These three things are amazing beyond words:
1) Mitt Romney has a lurker Twitter handle.
2) The handle name is “Pierre Delecto.”
3) “C’est Moi” is how Romney confirmed to a reporter that he was Delecto and Delecto was him.
Truly epic stuff. But before we just laugh off the whole thing, let’s dive a little deeper into Romney’s decision to start (and maintain) this account.
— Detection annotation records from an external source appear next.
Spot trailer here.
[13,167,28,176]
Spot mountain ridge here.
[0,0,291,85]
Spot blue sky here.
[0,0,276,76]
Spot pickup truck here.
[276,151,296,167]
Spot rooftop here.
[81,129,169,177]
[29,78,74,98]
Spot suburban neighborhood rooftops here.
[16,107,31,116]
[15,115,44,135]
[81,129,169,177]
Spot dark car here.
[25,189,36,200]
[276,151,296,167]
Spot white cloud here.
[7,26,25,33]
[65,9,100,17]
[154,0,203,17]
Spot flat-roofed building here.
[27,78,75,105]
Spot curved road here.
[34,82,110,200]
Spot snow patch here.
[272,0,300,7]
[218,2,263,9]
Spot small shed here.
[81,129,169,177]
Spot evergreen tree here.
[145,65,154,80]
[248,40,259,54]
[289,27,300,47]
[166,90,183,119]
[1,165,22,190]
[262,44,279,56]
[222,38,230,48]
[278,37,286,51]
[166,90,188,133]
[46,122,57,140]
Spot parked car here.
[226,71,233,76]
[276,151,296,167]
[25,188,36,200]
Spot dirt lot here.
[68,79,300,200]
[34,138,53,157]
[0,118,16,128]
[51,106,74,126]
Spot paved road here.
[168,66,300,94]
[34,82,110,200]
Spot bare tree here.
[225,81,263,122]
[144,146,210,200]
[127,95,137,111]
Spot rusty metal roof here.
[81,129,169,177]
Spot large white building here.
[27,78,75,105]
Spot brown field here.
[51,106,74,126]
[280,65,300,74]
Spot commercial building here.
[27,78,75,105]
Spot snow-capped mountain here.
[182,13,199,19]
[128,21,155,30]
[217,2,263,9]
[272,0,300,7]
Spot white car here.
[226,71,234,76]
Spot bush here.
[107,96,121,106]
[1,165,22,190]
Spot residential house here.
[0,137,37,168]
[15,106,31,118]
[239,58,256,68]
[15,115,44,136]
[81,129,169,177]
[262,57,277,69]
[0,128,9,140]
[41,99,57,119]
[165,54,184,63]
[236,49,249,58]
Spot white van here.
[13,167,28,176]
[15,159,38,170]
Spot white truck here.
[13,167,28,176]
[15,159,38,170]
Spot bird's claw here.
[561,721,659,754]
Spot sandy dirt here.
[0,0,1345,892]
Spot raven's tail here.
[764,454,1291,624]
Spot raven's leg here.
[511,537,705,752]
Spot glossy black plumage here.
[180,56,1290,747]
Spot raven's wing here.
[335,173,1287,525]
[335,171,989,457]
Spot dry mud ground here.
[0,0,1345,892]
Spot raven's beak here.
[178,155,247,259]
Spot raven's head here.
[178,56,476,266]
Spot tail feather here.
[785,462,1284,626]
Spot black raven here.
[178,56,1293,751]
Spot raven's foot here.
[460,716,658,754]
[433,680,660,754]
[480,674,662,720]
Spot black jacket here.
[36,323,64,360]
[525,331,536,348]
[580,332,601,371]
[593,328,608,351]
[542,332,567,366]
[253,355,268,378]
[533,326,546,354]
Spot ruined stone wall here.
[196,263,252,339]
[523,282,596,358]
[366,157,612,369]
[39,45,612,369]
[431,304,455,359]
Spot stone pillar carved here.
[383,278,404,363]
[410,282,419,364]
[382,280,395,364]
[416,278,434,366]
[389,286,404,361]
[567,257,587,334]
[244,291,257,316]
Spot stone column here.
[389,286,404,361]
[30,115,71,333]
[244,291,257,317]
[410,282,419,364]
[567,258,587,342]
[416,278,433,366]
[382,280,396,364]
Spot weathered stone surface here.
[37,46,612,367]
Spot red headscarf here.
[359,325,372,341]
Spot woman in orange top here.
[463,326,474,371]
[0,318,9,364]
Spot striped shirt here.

Because there’s a kernel of something important here.
Start here, with how Romney himself described his decision to create the account in an interview with The Atlantic’s McKay Coppins:
“He explained that he uses a secret Twitter account — ‘What do they call me, a lurker?’ — to keep tabs on the political conversation. ‘I won’t give you the name of it,’ he said, but ‘I’m following 668 people.'”
Thanks to excellent sleuthing by Slate’s Ashley Feinberg, we learned of “Pierre Delecto” — and the fact that Romney wasn’t strictly a lurker since, by definition, a lurker doesn’t comment on things, only watches.
By Feinberg’s count, Pierre only ever tweeted 10 times (Romney — or someone — made the account private once its existence was revealed.) Which isn’t a lot. (Good analysis!) But the nature of these tweets — or, mostly, replies — are interesting.
For the most part, they represent an attempt by Romney through Pierre Delecto to make the case that he remains one of the few principled Republicans left in Washington.
In one response to criticism of Romney from liberal commentator Soledad O’Brien, Pierre noted that Romney (AKA him) was the “only Republican to hit” Trump on the Mueller Report and defended his “moral compass.” In another, Delecto defended Romney from a Twitter onslaught by Washington Post blogger and Trump critic Jennifer Rubin.
The most important of Delecto’s 10 tweets was a response to Fox News commentator Brit Hume that questioned Romney’s loyalty to party. “Loyal to principle trumps loyalty to party or person, right Brit?” asked Delecto/Romney.
On one level, “Pierre Delecto” is totally explainable by human nature. Romney knows that he looks defensive and thin-skinned if he uses his official Senate account to push back on his critics. To avoid that, he creates an alter ego that allows him to do just that. (NBA superstar Kevin Durant did the same thing, and of course don’t forget President Donald Trump’s pre-White House, telephone alter ego John Barron.)
But there’s bit more here, too. Think about this: The 2012 Republican presidential nominee — and a sitting US senator! — felt the need to defend his commitment to his party from behind the veneer of a fake person’s account on Twitter.
While Pierre is right that Romney has been more willing than most Republican elected officials to publicly criticize Trump, it’s also true that Romney hasn’t a) been all that critical of Trump or b) done anything to put his discomfort with Trump into action.
Instead, he’s used a fake Twitter person to defend himself and his image. Which works nicely as a metaphor for how elected Republican officials, more broadly, are dealing with Trump: light criticism (at most) in public and open anger, frustration and near-rebellion behind the scenes or covered by the anonymity of quotes without their names attached.
Which, last time I checked, doesn’t have any actual impact on either President Donald Trump or the fate of the party he continues to lead with reckless abandon.